BUSINESSWEEK ONLINE : JANUARY 25, 1999 ISSUE
READERS REPORT

Cyberstocks, You Are No Microsoft
''Internet stocks: What's their real worth?'' (Cover Story, Dec. 14) draws eerie comparisons with the go-go era of the late 1960s, when stock prices flew way up based upon trendy valuation methods, only to come crashing down even faster later, when economic reality set in.

In the late '60s, go-go stocks were all supposed to be the ''next Xerox.'' Today, every ''Net stock'' is supposed to be the ''next Microsoft.'' However, companies like Amazon.com don't resemble Microsoft--past or present. Amazon.com is a retail outlet with gross margins of about 20%, huge net losses, operating in a highly price-sensitive market (books, CDs, etc.) with a low barrier to entry, and dependent on the cost of goods it can't control. Microsoft, a producer of proprietary goods, has gross margins of over 90% and had healthy profits before it even went public.

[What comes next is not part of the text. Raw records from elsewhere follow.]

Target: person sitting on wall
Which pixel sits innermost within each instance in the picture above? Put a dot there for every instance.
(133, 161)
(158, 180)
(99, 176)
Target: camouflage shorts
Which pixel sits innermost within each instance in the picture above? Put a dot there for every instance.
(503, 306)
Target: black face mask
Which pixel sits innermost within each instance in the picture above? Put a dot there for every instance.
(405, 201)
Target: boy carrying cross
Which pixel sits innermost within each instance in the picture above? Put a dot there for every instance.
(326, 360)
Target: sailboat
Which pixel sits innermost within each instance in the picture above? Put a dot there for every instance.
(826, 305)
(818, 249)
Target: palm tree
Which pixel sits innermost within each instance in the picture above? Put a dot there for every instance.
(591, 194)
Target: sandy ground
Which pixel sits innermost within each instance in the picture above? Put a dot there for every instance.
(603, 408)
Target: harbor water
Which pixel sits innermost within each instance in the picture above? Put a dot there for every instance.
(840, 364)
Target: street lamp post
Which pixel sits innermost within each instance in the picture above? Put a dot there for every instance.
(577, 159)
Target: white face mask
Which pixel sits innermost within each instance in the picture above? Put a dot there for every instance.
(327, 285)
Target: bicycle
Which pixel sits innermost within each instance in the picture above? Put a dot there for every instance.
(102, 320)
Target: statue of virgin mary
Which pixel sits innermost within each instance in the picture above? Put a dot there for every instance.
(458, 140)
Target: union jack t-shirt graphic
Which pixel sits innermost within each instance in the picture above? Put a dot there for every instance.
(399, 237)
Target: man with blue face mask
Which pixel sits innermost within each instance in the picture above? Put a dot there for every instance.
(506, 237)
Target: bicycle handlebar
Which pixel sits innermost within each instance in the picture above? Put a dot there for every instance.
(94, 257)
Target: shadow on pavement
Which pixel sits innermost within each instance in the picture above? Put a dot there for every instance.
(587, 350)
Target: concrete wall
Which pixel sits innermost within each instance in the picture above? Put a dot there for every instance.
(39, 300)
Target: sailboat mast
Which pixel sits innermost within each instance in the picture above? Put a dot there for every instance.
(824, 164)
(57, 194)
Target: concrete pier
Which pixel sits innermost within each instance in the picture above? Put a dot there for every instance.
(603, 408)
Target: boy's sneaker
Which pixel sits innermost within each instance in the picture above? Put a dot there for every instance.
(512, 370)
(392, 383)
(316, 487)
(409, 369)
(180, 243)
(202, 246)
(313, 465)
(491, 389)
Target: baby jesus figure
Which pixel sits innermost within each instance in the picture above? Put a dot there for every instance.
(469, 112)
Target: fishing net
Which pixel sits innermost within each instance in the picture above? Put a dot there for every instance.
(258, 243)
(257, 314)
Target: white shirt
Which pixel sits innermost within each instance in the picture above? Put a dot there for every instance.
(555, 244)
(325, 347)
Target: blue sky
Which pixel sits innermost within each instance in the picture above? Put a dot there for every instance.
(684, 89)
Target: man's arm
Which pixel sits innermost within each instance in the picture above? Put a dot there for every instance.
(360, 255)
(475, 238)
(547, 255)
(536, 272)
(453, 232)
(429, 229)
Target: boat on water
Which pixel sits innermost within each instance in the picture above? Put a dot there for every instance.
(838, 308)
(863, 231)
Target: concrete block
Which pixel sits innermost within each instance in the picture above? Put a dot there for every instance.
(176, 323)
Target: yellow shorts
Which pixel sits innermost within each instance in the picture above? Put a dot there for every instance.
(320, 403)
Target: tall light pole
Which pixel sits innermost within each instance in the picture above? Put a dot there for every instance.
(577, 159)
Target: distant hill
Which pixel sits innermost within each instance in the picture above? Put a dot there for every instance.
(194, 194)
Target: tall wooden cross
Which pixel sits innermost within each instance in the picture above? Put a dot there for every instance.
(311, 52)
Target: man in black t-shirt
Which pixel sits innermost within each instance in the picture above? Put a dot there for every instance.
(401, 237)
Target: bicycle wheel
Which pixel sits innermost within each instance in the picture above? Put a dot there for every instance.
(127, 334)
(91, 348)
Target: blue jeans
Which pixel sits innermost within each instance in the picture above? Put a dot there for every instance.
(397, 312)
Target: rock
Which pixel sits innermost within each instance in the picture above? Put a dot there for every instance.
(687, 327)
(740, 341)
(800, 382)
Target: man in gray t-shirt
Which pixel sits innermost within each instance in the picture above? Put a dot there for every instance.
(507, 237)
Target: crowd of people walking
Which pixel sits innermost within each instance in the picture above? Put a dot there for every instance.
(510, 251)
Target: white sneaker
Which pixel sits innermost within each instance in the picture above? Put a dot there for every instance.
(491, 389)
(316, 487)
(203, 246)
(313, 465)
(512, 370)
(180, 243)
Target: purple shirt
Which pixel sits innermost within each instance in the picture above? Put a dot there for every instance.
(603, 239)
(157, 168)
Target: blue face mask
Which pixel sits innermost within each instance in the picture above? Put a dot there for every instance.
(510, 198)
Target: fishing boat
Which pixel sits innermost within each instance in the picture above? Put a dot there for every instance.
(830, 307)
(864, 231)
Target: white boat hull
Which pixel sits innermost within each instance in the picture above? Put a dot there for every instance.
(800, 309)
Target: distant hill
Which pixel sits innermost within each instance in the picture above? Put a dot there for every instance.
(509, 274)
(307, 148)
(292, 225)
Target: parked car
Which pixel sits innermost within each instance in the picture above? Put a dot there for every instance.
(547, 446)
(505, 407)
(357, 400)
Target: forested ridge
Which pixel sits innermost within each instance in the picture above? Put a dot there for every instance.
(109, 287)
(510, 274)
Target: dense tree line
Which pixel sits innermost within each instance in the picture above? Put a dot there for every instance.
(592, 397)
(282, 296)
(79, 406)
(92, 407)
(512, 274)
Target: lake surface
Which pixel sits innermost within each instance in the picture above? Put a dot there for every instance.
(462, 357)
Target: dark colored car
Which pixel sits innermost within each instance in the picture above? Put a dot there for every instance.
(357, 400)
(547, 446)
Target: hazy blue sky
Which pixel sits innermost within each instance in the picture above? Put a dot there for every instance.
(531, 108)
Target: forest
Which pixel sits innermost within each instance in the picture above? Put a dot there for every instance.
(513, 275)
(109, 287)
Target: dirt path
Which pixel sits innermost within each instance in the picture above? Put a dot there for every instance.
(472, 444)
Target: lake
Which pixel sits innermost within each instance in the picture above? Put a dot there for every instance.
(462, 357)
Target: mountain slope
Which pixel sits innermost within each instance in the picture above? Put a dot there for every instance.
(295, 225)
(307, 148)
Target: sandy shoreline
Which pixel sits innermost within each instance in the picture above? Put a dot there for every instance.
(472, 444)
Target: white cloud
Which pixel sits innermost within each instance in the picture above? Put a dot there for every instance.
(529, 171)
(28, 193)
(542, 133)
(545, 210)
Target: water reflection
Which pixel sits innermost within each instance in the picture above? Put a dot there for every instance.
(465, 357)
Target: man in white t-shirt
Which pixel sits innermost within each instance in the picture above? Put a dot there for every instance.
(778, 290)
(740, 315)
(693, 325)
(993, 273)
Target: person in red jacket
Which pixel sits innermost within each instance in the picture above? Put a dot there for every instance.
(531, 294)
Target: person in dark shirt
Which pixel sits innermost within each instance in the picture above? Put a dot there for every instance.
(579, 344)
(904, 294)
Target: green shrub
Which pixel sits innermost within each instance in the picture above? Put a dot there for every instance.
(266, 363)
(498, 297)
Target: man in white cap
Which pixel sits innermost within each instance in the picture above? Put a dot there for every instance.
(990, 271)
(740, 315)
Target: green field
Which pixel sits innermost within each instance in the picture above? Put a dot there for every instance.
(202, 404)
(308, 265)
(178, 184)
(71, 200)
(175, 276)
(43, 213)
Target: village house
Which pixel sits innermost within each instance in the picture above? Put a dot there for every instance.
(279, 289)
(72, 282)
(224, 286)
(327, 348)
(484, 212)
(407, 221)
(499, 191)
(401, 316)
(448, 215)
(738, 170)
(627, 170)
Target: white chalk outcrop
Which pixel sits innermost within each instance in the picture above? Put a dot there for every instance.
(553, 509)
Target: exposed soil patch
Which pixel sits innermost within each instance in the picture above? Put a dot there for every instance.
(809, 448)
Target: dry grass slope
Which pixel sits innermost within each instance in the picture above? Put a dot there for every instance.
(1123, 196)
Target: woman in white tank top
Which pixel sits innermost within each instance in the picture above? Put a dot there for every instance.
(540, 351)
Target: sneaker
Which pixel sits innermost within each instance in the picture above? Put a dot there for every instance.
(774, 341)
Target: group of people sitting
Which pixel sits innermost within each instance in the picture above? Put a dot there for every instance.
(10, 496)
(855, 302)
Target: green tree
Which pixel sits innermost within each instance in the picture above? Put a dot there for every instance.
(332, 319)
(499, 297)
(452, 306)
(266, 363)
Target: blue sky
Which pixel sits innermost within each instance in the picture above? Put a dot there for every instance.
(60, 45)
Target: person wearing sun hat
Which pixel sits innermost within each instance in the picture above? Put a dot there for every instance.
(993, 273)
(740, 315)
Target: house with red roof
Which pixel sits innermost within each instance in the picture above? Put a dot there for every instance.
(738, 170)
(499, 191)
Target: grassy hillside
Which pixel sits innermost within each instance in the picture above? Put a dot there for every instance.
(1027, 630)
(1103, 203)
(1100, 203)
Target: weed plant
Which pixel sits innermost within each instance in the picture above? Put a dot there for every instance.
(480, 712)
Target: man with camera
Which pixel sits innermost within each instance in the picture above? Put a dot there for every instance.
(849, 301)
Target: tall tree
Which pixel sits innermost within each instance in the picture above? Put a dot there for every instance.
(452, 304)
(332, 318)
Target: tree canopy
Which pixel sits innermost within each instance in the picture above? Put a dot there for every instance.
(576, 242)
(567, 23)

The cyber-casino alone has run up these stocks, and most admit they don't know if they will ever be profitable. They are of tremendous benefit to consumers but are poor companies to buy stock in. 1999 will be the year they come crashing down, followed by well-justified shareholder lawsuits (K-Tel International is but the first). Shorting or avoiding these stocks is the best long-term strategy.